Voici des façons de commencer qui chiffonnent les oreilles, n’est-ce pas ? Et pourtant ! Commencer, par sa morphologie-même, comprend la présence de l’autre. Car commencer est bâti à partir de deux mots latins : com-, et -encer. Com- vient de cum [qui signifie : avec] et –encer est tiré de initiare. Initiare recouvre principalement trois champs de signification : initier aux mystères (spirituels), instruire (initier à un domaine de connaissance : lettres, sciences…) et commencer.

 Il fut donc une époque où commencer s’entendait évidemment avec ou par l’intermédiaire de quelqu’un. L’on ne commençait pas tout seul. Commencer seul était non seulement impossible mais impensable. La présence d’autrui dans le processus d’introduction à un domaine ou une discipline – quels qu’ils fussent – était alors indéniable et nul ne pensait à effacer sa relation aux autres. Celui qui prétendait « s’être fait » tout seul était immédiatement taxé d’arrogance et d’impiété ! Ovide en témoigne : il n’a pas oublié comment Lycaon l’impie, après avoir servi la chair de son petit-fils à Zeus, fut changé en loup tandis que ses fils étaient foudroyés.

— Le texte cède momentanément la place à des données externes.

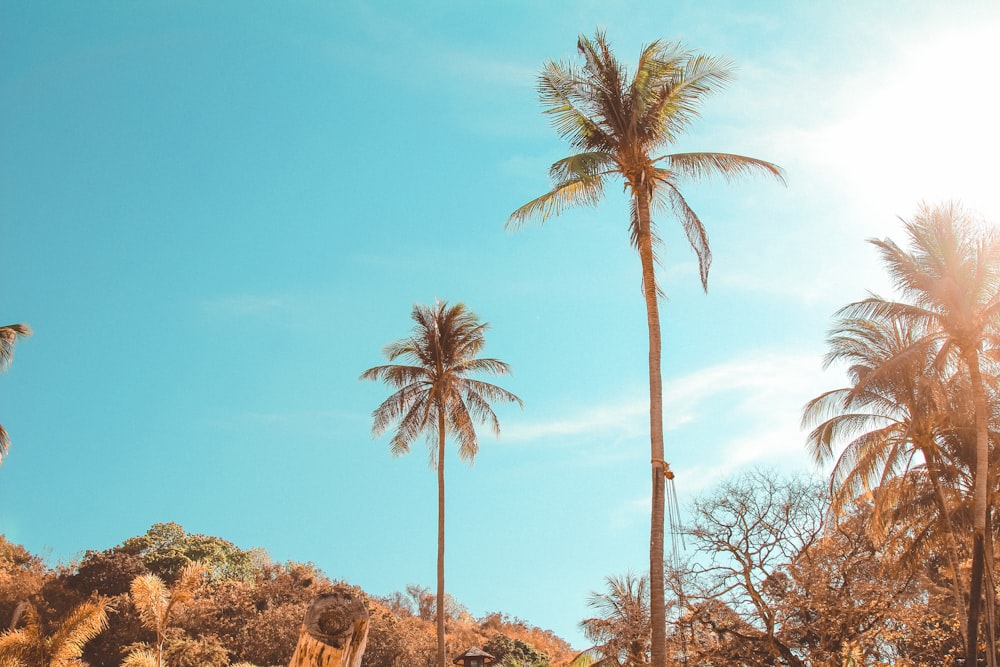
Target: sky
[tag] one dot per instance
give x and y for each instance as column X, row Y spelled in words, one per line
column 214, row 215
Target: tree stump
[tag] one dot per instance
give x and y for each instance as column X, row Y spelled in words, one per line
column 334, row 632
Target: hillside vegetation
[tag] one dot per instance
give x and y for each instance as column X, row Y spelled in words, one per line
column 241, row 608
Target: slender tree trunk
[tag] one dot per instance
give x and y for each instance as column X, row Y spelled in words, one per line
column 989, row 596
column 657, row 606
column 440, row 593
column 952, row 550
column 979, row 502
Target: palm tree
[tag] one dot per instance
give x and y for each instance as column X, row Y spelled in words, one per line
column 436, row 398
column 156, row 603
column 29, row 646
column 950, row 280
column 896, row 427
column 620, row 125
column 621, row 631
column 8, row 336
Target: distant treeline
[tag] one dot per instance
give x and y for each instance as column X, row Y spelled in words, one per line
column 245, row 607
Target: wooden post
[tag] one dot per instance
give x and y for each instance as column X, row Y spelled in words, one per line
column 334, row 632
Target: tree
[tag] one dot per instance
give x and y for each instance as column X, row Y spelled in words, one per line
column 746, row 532
column 30, row 646
column 619, row 125
column 900, row 430
column 8, row 336
column 949, row 280
column 620, row 632
column 436, row 398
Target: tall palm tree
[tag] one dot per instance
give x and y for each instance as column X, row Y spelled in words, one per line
column 29, row 646
column 621, row 125
column 436, row 397
column 950, row 282
column 8, row 336
column 895, row 427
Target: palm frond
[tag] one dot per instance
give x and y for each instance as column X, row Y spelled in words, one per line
column 564, row 96
column 141, row 657
column 592, row 163
column 8, row 336
column 586, row 190
column 694, row 230
column 4, row 443
column 697, row 166
column 151, row 598
column 86, row 621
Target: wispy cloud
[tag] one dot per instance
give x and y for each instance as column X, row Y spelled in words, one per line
column 245, row 305
column 764, row 389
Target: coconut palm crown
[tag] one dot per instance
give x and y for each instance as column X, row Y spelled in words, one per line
column 8, row 336
column 436, row 397
column 623, row 126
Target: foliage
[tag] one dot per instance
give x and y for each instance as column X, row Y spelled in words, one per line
column 166, row 549
column 32, row 646
column 8, row 336
column 621, row 124
column 621, row 631
column 436, row 397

A bon entendeur, salut !

Dans mon atelier :
ruban satiné bleu nuit
semé de fragments brillants
qui refléchissent la lumière
Il semble qu’aujourd’hui ne reste de commencer que l’action de débuter : comme si commencer se réduisait au premier degré de temps référé au fait imputé ! Puisque la tentative d’évacuer autrui des commencements semble un processus largement attesté – y compris chez les anciens - et partagé, l’on peut s’interroger sur l’aveuglement des héros, nombreux, que les dieux châtièrent pour leur rappeler leur condition d’être-en-relation.

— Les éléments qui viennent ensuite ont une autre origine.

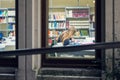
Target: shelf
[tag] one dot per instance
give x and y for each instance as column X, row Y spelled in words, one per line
column 56, row 19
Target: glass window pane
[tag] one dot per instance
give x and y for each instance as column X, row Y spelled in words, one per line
column 7, row 25
column 71, row 23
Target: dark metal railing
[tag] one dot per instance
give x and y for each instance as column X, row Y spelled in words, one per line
column 103, row 45
column 18, row 52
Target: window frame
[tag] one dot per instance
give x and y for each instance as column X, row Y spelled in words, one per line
column 100, row 37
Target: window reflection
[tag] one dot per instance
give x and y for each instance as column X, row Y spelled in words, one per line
column 64, row 14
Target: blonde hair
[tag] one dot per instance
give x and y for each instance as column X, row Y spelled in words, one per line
column 68, row 34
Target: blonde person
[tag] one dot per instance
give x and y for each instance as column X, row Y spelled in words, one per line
column 67, row 35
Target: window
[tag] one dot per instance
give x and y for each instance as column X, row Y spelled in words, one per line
column 85, row 17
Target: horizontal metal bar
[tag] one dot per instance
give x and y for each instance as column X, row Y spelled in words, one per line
column 104, row 45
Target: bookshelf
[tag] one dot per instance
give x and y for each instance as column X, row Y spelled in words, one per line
column 7, row 21
column 79, row 17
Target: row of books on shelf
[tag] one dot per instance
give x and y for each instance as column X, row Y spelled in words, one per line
column 81, row 32
column 77, row 13
column 5, row 20
column 57, row 25
column 57, row 15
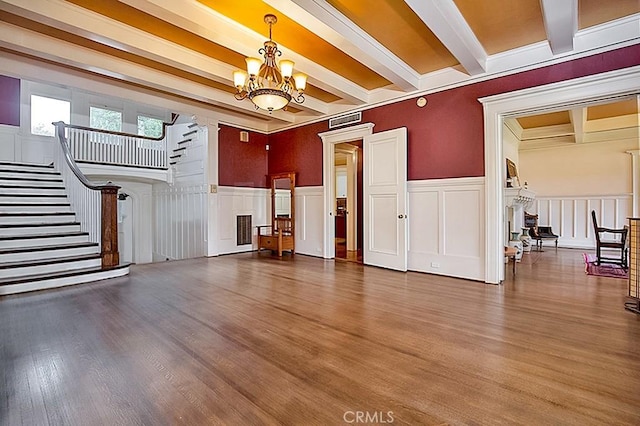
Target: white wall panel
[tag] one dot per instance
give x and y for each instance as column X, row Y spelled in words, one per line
column 570, row 217
column 446, row 232
column 180, row 227
column 9, row 143
column 424, row 236
column 234, row 201
column 309, row 220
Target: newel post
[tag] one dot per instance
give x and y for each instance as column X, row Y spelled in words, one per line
column 109, row 253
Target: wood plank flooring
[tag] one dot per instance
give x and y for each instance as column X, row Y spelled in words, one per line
column 249, row 340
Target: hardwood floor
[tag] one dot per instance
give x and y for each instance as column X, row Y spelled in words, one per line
column 250, row 340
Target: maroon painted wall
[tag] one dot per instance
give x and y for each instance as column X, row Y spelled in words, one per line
column 241, row 163
column 298, row 150
column 445, row 138
column 9, row 101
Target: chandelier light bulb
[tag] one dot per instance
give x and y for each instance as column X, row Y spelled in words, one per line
column 239, row 78
column 253, row 66
column 267, row 84
column 301, row 81
column 286, row 68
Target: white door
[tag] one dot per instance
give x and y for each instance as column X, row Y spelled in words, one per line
column 385, row 199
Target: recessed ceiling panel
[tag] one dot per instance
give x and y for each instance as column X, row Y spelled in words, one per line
column 616, row 109
column 594, row 12
column 544, row 120
column 394, row 25
column 287, row 32
column 107, row 50
column 135, row 18
column 502, row 25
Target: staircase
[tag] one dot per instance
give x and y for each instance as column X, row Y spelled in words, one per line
column 41, row 244
column 182, row 146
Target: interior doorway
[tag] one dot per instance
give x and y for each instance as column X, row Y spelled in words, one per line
column 348, row 200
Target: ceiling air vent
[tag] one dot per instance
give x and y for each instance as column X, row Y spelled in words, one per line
column 355, row 117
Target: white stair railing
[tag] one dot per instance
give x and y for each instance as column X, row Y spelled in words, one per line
column 95, row 206
column 89, row 145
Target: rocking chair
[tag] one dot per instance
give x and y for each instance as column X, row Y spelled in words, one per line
column 617, row 241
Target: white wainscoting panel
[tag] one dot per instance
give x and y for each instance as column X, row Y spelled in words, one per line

Comment en vient-on à méconnaître ou à évacuer ceux qui sont à l’initiative ou les intermédiaires par qui les dons – de sciences, lettres, pratiques, mystères… - furent prodigués ? Tout semble se passer, pour ces héros tragiquement solitaires, comme si la lumière, éclairant les personnes et les êtres les entourant, leur avait manqué depuis toujours, et que faute de n’avoir pu les voir et les connaître, ils ne pouvaient les reconnaître…

Et vous, qu’en pensez-vous ? Quel est votre point de vue à propos de cette question ?


Le point de vue de :

       Annie R.
" Bonsoir Michèle,
J’ai visité ton site.
J’ai visité ton blog.
Je viens de lire ton texte « Commencer ».
La présence de l’autre, c’est donc çà !!
Commencer seul était non seulement impossible mais impensable. Bien sûr.
A la fin de ton texte j’ai eu l’impression que ce mot prenait pour moi le sens qu’il n’aurait jamais dû cesser d’avoir. C’est très difficile à expliquer.
Si j’ai bien compris le sens de commencer a évolué ( ? ) dans le mauvais sens, alors que je viens de (re)trouver son sens grâce à ton texte. Très étrange.
Je me demande toutefois si les héros n’étaient pas seuls, seraient-ils aussi héroïques ? "


      Marie-José GIL
"Quel beau questionnement à la fois si singulier et universel.
Tu évoques l'impossibilité d'accéder au "commencer" par le manque de lumière... de l'entourage et qu'en conséquence on ne peut accèder à ce que l'on n'a pas reçu faute de référence...
Peut-on imaginer que l'on refuse cette lumière trop éclairante voire dérangeante voire dangereuse, non pas parce qu'elle ne m'est pas offerte mais parce que je refuse de la voir ? Ai-je le droit de choisir l'obscurité à la lumière ? Mais si je refuse la lumière c'est que déjà j'ai une connaissance de celle-ci et que je l'ai reçue ! Donc si nous sommes des poussières d'étoiles indifférenciées de notre environnement et que celui-ci nous montre un chemin de commencement ou non... nous verrons le monde "avec de yeux ouverts par d'autres !" quel dommage ! bien que vérité...
Je crois en une lumière "autre" celle de la terre et du ciel qui m'appelle et pour celle-ci il ne suffit pas de voir, de sentir, de dire, de goûter, d'entendre mais simplement d'être, d'oser être ce que je suis en train de devenir...
Sans doute d'autres petits mots plus tardivement."